Editorial: Walk the downtown bumpoutsPublished 9:56am Thursday, July 26, 2012
The city has placed orange markers at the junction of Broadway Avenue and William Street because it wants feedback on what are called bumpouts.
We suggest Albert Lea residents judge the bumpouts not merely from the seat of an automobile but also from the view of a pedestrian. Get out and walk, then decide.
Bumpouts shorten the distance that pedestrians have to walk to cross an intersection. Believe us when we say we have witnessed motorists drive from Refunds USA across the street to Shoff Chiropractic.
Making downtown Albert Lea more pedestrian-friendly gives it a better sense of place, which could happen during the city’s proposed remodeling of the downtown streetscape. That’s because downtown merchants in any city benefit greatly from window browsing. The more pedestrian-friendly a downtown can become, the more viable and vibrant it remains.
Besides, there is human nature at work, too. When a person is in a car and sees people walking around, it seems like a place to be. They want to get out and walk around and join the crowd, too. When a person is in a car and sees nothing but other people in cars or just going straight from stores to cars, there’s little to no desire to get out.
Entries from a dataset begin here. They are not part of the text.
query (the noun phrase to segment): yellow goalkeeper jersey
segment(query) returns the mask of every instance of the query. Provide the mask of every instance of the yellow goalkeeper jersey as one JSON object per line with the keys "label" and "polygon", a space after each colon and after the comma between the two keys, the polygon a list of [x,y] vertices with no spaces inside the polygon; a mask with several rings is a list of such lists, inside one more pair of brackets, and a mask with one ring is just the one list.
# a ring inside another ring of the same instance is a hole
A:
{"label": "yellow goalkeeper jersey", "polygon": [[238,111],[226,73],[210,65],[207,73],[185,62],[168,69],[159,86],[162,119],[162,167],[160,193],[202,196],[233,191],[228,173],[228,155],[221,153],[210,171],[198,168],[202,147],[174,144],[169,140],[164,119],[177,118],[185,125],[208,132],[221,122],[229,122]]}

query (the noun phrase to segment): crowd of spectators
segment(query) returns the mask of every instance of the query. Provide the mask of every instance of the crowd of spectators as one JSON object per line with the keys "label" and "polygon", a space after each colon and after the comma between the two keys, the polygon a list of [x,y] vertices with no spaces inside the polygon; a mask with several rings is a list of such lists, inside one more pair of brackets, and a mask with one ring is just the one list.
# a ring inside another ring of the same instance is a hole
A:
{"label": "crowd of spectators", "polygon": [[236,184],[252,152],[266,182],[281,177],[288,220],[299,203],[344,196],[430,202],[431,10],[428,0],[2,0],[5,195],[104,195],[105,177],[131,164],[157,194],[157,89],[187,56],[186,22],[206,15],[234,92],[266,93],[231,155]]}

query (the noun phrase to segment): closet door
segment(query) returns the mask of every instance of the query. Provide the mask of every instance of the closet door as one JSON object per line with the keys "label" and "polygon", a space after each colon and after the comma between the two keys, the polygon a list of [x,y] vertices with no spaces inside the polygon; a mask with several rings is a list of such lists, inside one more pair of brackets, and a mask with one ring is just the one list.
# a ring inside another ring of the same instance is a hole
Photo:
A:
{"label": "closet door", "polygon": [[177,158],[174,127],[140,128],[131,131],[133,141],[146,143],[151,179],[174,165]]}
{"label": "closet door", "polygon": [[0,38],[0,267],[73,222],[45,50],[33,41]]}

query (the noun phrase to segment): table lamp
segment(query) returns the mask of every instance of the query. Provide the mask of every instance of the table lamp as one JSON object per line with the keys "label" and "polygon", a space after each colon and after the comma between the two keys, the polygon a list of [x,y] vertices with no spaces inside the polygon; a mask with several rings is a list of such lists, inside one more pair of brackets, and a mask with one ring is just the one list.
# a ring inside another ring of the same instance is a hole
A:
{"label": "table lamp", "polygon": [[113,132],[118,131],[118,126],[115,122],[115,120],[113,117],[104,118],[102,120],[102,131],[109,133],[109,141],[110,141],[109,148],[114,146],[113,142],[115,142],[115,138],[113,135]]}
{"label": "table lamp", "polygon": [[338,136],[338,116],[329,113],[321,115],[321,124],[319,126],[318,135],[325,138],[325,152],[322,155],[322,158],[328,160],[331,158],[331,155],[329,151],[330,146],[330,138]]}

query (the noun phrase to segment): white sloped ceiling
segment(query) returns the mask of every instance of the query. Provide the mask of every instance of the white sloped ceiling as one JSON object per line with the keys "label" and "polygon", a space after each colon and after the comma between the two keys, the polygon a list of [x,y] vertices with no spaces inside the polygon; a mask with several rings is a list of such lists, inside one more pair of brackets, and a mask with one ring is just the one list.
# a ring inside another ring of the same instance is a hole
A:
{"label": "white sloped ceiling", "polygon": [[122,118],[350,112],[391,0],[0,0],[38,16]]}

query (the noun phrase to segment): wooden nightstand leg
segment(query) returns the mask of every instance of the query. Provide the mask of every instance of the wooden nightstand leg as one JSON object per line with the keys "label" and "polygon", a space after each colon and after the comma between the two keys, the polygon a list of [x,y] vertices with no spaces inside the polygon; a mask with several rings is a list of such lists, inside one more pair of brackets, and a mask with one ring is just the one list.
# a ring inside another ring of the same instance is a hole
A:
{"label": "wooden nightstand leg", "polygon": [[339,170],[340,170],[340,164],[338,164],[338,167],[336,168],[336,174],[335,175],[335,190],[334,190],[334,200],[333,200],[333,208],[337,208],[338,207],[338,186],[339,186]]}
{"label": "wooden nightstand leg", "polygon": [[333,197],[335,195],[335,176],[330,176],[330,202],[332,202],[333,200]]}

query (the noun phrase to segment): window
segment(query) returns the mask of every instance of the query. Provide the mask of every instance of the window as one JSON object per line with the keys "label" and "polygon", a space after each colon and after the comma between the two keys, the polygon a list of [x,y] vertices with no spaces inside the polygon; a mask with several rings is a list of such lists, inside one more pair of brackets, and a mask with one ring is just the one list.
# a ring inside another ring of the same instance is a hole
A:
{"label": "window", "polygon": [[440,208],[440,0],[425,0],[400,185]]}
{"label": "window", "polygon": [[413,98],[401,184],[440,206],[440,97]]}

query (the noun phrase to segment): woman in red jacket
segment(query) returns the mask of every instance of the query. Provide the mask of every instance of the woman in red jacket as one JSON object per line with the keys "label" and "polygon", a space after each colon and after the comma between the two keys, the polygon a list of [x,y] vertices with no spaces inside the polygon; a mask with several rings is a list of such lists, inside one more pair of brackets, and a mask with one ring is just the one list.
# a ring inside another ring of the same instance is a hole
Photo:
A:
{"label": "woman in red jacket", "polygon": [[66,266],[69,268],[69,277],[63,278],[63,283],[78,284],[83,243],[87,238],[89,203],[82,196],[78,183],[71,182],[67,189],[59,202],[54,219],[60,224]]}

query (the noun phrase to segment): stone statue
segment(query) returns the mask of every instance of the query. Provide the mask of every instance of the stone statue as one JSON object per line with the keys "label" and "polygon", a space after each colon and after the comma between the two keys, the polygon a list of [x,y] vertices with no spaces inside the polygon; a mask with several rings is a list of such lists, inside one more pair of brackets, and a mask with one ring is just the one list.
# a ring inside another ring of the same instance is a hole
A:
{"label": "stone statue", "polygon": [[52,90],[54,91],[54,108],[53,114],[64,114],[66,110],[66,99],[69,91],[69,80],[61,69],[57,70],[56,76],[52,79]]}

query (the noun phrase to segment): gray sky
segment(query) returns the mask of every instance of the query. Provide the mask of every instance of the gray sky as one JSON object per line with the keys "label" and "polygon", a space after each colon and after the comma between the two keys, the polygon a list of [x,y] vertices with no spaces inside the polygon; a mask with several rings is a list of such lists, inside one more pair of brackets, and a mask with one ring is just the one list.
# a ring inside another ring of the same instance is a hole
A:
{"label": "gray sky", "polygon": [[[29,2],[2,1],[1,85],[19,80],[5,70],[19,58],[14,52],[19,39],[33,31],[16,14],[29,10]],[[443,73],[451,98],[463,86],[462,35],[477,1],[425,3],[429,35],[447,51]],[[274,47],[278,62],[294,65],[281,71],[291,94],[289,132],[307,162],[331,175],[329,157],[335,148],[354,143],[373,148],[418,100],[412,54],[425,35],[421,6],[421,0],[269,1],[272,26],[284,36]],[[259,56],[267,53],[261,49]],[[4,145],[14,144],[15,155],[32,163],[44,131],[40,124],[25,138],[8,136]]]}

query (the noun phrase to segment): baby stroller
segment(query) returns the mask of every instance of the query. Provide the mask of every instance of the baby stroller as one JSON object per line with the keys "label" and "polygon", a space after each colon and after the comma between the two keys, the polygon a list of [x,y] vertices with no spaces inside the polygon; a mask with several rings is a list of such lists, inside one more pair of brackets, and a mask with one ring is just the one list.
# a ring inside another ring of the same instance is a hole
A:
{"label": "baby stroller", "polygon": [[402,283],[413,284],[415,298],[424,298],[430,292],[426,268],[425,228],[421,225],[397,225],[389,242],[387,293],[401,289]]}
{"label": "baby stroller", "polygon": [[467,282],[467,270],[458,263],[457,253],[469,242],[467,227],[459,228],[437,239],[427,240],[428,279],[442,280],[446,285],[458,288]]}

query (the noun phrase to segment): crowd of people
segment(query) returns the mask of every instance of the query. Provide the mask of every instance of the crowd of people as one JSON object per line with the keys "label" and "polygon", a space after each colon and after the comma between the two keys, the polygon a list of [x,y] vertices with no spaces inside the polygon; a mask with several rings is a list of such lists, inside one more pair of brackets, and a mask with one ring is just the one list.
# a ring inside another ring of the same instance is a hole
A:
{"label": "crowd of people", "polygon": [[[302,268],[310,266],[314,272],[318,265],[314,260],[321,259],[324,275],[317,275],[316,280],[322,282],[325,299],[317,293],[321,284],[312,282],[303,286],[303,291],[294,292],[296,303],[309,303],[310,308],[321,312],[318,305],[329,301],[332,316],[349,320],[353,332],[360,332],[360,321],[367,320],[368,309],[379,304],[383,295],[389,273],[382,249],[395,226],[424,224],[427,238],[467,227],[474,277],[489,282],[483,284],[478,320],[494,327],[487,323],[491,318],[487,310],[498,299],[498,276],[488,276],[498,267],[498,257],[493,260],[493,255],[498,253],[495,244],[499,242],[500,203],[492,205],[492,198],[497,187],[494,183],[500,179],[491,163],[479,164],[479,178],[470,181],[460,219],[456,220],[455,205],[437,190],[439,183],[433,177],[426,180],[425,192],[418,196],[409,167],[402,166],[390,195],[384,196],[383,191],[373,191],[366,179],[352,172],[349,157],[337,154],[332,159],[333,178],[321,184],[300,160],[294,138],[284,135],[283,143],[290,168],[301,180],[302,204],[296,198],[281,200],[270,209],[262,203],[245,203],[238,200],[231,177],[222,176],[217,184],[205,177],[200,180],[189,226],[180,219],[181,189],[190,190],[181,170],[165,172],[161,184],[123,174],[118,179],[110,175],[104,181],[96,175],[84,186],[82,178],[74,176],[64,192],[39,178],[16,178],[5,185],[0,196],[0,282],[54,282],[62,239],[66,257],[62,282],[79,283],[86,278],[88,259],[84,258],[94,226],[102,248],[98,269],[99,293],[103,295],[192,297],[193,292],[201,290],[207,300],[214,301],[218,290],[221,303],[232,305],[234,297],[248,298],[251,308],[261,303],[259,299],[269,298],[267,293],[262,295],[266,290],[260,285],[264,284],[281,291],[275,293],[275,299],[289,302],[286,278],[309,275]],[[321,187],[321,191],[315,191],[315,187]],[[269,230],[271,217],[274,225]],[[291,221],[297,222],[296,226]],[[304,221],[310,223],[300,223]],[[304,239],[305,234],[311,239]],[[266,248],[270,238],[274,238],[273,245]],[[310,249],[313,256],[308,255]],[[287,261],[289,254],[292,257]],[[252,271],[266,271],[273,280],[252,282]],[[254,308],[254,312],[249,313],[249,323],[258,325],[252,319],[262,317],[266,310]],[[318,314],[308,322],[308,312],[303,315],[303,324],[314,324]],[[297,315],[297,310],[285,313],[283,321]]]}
If a downtown is to compete with other business areas in its city, it must have a strong sense of place. It must be the cultural heart of the city. Residents should frequently ask themselves, “Hmm. I wonder what’s going on downtown.”
Albert Lea’s downtown merchants have taken excellent measures in this direction — such as Strawberry Festival, Albert Lea Farmers Market, expanded Fourth of July plans, Wind Down Wednesday, ACT managing the Ross Center, the American Legion staying open, Christmas and Halloween events — but there is more to go.
It has a morning attraction in the form of a coffee house. It is growing in terms of salons and spas. It still is the financial center. A big step would be evening activities that attract middle-age-and-older residents: another choice for a sit-down restaurant (Italian would be nice), a classy bar with wide selection that people don’t feel embarrassed for entering, sidewalk or outdoor seating, guest regional or national artists showing their work at the Albert Lea Art Center, romantic two-location deals (such as couples learning to spin clay or waterpaint on Valentine’s Day at the Art Center, followed by trying wines at Crescendo) and, of course, live outdoor music that doesn’t hurt the ears.
That is because — news flash! — there are empty-nesters and thirtysomethings alike in Albert Lea seeking cultural life, and no other part of a city can provide a better sense of culture and a sense of place than downtown.
The formula is simple and it has worked in downtowns from White Plains, N.Y., to Ellensburg, Wash., to Prairie du Chien, Wis.: Become the clear cultural center of the city and downtown becomes the retail hub once again. Things like specialty stores spring up. But to be a cultural center, a place must be walkable.
So when you walk the bumpouts, think about the entire future of the downtown. Imagine what it takes to have a vibrant downtown. Does Albert Lea want to be another decaying Midwest city that has given up and is stuck in 1975 automobile-is-king thinking or does it want to be the kind of place that continues to surprise and impress visitors with its beauty and charm?